Suppressing angiogenesis is a predominant mechanism of the antitumor effects of sorafenib (21). Similarly, inhibiting IGF-1R was shown to suppress the proliferation of HUVECs and induce apoptosis (22). The present study clearly demonstrated that the combination of sorafenib and PPP markedly suppressed proliferation and induced apoptosis in HUVECs. This suggests that the combination of PPP and sorafenib may more effectively suppress angiogenesis.

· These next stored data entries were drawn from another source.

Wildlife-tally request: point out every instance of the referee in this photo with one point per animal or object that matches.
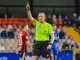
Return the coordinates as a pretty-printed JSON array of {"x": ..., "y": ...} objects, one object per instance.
[{"x": 42, "y": 45}]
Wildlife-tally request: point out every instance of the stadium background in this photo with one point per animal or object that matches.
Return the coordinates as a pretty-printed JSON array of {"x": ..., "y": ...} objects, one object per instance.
[{"x": 13, "y": 14}]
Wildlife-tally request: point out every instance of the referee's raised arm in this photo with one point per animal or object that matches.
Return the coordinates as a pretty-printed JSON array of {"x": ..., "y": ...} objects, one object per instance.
[{"x": 29, "y": 12}]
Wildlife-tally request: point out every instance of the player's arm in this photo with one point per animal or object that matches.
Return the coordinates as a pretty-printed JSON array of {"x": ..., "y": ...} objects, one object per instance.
[
  {"x": 52, "y": 38},
  {"x": 29, "y": 12}
]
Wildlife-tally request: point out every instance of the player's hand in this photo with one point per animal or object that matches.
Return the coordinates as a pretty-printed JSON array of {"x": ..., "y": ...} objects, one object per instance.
[
  {"x": 49, "y": 46},
  {"x": 27, "y": 6},
  {"x": 17, "y": 51}
]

The combination of 1 μM NVP-AEW541 and 10 μM sorafenib has been previously demonstrated to suppress cell proliferation more effectively than 10 μM sorafenib alone (16). However, the combination of NVP-AEW541 and concentrations of sorafenib lower than10 μM has not been investigated. In the present study, the combination of 0.2 μM PPP and 3 μM sorafenib decreased cell proliferation more efficiently than 10 μM sorafenib alone. This suggests that using co-treatment with an IGF-1R inhibitor may allow the effective dose of sorafenib to be reduced, which may lower the risk of adverse effects. Nevertheless, the combination of PPP and sorafenib may cause different adverse events. Thus, future studies that analyze, through western blotting, the signaling pathways that are altered by co-treatment are required.
In conclusion, in the present study, PPP enhanced sorafenib-induced suppression of proliferation and motility in HCC cells. Therefore, the combination of PPP and sorafenib may exert antitumor and antiangiogenic effects.
This study was supported in part by a Research Grant-in-Aid for Scientific Research (grant no. 23591002) from the Japan Society for the Promotion of Science.